= Jens Behrens =

German politician (born 1978)

Jens Behrens (born 1978 in Erwitte) is a German politician of the Social Democratic Party, who was elected to the 21st Bundestag in the 2025 Bundestag election on 23 February. Previously, he was active in local politics in and around Lippstadt.

== Life ==
Jens Behrens was born on 12 June 1978 in Erwitte, where he graduated in 1998. After a year in the German Armed Forces (Military Service), he completed an apprenticeship at the Sparkasse of Lippstadt, which was followed by numerous further training courses.
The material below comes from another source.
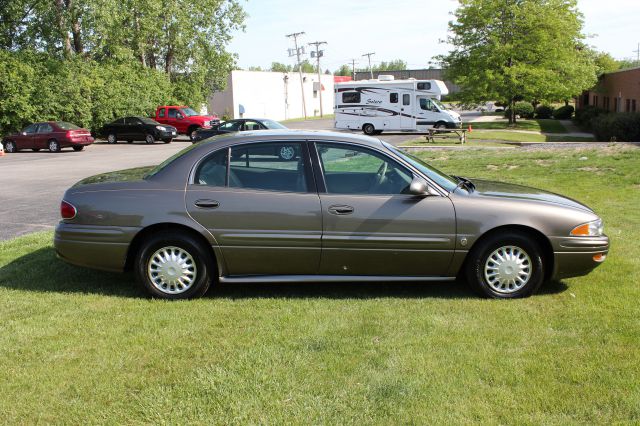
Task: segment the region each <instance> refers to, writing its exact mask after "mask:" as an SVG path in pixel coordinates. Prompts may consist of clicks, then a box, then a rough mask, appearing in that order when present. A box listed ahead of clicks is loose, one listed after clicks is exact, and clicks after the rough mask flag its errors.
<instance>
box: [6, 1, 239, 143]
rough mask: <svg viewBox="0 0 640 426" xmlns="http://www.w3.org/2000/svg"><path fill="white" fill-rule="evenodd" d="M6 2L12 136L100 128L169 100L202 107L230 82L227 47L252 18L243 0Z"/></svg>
mask: <svg viewBox="0 0 640 426" xmlns="http://www.w3.org/2000/svg"><path fill="white" fill-rule="evenodd" d="M0 2H1V7H0V49H1V50H0V53H1V54H0V129H1V130H2V131H7V130H15V129H17V128H19V127H21V126H22V125H24V124H25V122H28V121H35V120H47V119H62V118H64V119H67V120H69V121H73V122H74V123H76V124H79V125H85V126H100V125H102V124H103V123H104V121H105V120H109V119H111V118H113V116H114V115H117V114H118V113H119V112H121V111H122V112H125V111H126V112H127V113H130V114H132V113H140V114H143V113H144V114H150V113H151V112H152V109H153V108H154V107H155V105H156V104H158V103H164V102H175V103H181V104H191V105H194V106H196V107H197V106H199V104H200V103H202V102H204V101H205V100H206V97H207V96H208V94H210V93H211V92H212V91H213V90H216V89H219V88H222V87H224V85H225V84H226V77H227V75H228V73H229V71H230V70H231V69H232V68H233V66H234V63H235V56H234V55H233V54H231V53H230V52H228V51H227V45H228V43H229V42H230V40H231V34H232V32H233V31H234V30H236V29H240V28H242V27H243V22H244V19H245V13H244V10H243V9H242V7H241V6H240V4H239V1H237V0H188V1H187V0H173V1H162V0H0ZM42 85H48V86H49V87H48V88H45V87H38V86H42ZM45 89H48V90H45ZM54 90H55V91H56V93H55V94H54V93H53V92H54ZM76 92H77V94H78V96H75V95H74V94H75V93H76ZM117 92H118V93H117ZM65 99H68V100H65ZM72 102H73V104H72ZM117 103H119V104H120V105H118V104H117ZM130 104H132V105H131V108H129V107H126V108H125V107H124V105H130ZM11 108H14V111H12V110H11ZM99 108H102V110H99ZM17 111H21V112H20V113H18V112H17ZM104 111H106V112H104Z"/></svg>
Since 2013 he has been the manager of this branch.

== Political career ==
Behrens joined the SPD in 2013 and was deputy chairman of the local association of the SPD Overhagen (village in Lippstadt) from 2014. From 2014 to 2020, he was also the mayor of the district. In 2016, Behrens became chairman of the city association of the SPD Lippstadt and was elected to the city council two years later, where he was parliamentary group chairman for several years. Since 2022, he has been head of the Soest district association.

In the 2025 Bundestag election, Behrens ran to succeed Wolfgang Hellmich in the Bundestag constituency of Soest, where he received 42,543 votes (22.5%) and was clearly defeated by Oliver Pöpsel of the CDU who received 70,482 votes (37.3%), respectively. After initial uncertainties, he was able to enter the Bundestag by being placed 19th on his party's state list.

His political priorities include infrastructure and the economy.

== Memberships ==
Behrens is a member of ver.di and is the managing director of the Bürgerring Overhagen.

== Private Life ==
Behrens is married and has two sons.